Abstract
A trademark may be a word, phrase, symbol, sound, color, scent or design, or a combination of these, that identifies and distinguishes the products or services of a particular source from those of others. One of the crucial steps both prior to filing of the trademark applications as well as during the review of these applications is conducting a thorough trademark search to determine whether the proposed mark is likely to cause confusion with prior registered trademarks and pending trademark applications. Currently, the trademark applicants or their representatives and examining attorneys manually search the United States Patent and Trademark Office (USPTO) database that contains all of the active and inactive trademark registrations and applications. This search process relies on words and Trademark Design codes (which are hand annotated labels of design features) to search for images, thereby limiting the overall search process to primarily text-based search. For marks having image characteristics, users visually look at the image and other design characteristics and compare it with existing registered or pending trademarks to determine its uniqueness. Overall, the process of exhaustively looking at all the images that are categorized using a specific design code, while comprehensive, may take a substantial amount of time.

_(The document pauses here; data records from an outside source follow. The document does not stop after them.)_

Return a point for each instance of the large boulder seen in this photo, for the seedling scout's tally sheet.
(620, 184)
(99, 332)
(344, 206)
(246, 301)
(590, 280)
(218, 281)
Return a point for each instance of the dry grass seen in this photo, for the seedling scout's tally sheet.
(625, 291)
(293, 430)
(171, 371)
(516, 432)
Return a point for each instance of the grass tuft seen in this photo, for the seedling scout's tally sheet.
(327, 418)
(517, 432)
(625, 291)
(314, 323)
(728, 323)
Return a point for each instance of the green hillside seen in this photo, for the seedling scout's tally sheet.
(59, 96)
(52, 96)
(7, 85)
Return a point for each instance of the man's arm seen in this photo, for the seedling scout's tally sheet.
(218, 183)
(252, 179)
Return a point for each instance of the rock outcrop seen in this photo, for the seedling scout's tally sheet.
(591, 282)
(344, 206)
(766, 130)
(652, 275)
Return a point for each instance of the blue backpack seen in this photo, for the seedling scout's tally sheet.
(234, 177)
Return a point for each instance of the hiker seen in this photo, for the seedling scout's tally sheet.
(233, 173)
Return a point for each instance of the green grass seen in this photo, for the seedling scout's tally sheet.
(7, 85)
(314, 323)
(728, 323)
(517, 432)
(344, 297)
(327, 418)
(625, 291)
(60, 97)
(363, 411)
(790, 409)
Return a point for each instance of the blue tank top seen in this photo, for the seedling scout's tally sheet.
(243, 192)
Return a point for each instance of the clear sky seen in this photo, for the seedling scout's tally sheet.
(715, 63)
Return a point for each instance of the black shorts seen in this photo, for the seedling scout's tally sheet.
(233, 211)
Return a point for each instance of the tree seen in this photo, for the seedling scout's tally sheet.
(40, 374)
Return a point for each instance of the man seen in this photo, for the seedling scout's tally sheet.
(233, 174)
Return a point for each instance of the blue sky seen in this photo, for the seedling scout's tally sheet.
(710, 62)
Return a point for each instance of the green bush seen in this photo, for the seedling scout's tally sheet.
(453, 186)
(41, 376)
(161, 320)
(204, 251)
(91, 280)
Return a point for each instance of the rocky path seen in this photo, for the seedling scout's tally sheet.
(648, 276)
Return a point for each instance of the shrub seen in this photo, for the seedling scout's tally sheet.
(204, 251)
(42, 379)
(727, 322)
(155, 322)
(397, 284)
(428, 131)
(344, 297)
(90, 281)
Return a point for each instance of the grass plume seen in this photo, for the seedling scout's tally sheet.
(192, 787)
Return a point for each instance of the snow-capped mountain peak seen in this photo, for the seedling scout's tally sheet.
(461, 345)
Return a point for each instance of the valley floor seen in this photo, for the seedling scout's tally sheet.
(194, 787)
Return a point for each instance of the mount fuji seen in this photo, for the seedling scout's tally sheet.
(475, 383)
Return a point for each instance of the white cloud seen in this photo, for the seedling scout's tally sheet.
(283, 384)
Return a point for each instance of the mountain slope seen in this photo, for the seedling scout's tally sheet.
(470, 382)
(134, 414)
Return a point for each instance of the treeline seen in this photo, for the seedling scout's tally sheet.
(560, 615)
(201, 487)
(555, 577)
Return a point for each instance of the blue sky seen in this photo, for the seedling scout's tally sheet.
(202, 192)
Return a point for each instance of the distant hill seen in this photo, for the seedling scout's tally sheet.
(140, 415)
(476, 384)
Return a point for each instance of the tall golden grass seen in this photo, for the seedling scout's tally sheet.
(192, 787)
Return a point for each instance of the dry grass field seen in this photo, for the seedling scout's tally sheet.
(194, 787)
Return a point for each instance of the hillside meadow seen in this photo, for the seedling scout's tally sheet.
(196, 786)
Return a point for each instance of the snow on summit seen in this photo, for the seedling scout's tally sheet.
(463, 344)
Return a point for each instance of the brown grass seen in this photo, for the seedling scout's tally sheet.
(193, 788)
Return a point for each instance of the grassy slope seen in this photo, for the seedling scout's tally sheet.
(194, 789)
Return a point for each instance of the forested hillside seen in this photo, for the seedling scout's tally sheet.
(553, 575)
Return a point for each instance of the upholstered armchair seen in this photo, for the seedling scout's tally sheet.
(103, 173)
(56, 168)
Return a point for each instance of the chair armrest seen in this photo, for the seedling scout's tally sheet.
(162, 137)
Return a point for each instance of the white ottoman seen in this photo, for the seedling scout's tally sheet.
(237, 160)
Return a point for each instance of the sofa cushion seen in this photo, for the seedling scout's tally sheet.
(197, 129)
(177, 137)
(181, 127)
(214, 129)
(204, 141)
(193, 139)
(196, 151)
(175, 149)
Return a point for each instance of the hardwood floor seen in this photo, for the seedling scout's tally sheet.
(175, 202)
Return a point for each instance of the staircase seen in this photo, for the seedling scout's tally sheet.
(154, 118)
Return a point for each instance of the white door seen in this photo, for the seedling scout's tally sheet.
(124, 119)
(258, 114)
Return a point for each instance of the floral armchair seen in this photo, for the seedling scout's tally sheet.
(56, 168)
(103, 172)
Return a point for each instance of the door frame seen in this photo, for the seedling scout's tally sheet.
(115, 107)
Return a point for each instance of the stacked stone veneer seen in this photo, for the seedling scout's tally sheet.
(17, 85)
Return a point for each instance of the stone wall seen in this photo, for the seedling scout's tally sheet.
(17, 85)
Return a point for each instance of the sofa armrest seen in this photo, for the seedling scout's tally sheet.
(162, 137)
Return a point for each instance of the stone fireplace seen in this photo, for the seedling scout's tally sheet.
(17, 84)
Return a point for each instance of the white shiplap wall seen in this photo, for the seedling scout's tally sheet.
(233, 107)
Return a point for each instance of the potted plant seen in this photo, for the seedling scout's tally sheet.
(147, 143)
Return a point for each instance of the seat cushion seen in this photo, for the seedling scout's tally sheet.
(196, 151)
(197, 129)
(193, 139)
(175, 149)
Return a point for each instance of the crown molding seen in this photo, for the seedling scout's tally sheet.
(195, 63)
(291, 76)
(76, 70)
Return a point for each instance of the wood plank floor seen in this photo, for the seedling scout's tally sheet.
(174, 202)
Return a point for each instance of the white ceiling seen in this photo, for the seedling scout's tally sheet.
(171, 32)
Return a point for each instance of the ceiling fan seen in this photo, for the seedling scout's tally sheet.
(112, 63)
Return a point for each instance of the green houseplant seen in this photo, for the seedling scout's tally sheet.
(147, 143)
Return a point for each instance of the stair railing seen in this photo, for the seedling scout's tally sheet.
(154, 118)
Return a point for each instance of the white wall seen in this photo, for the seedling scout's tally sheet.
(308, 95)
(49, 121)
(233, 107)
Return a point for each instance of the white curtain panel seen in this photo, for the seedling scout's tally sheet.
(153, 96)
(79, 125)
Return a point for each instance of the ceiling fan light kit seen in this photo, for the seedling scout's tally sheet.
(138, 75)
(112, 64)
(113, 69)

Recently, Convolutional Networks (CNNs) have revolutionized the field of computer vision and demonstrated excellent performance in image classification and feature extraction. In this study, we utilize CNN to address the problem of searching trademarks similar to a chosen mark based on the image characteristics. A corpus of trademark images are pre-processed and then passed through a trained neural network to extract the image features. We then use these features to perform image search using the approximate nearest neighbor (ANN) variant of the nearest neighbor search (NNS) algorithm as depicted in Fig. 2. NNS is a form of proximity search that aims to find closest (or most similar) data points/items from a collection of data points/items.
This system thereby seeks to provide an efficient image-based search alternate to the current keyword and category of design code combination of searching.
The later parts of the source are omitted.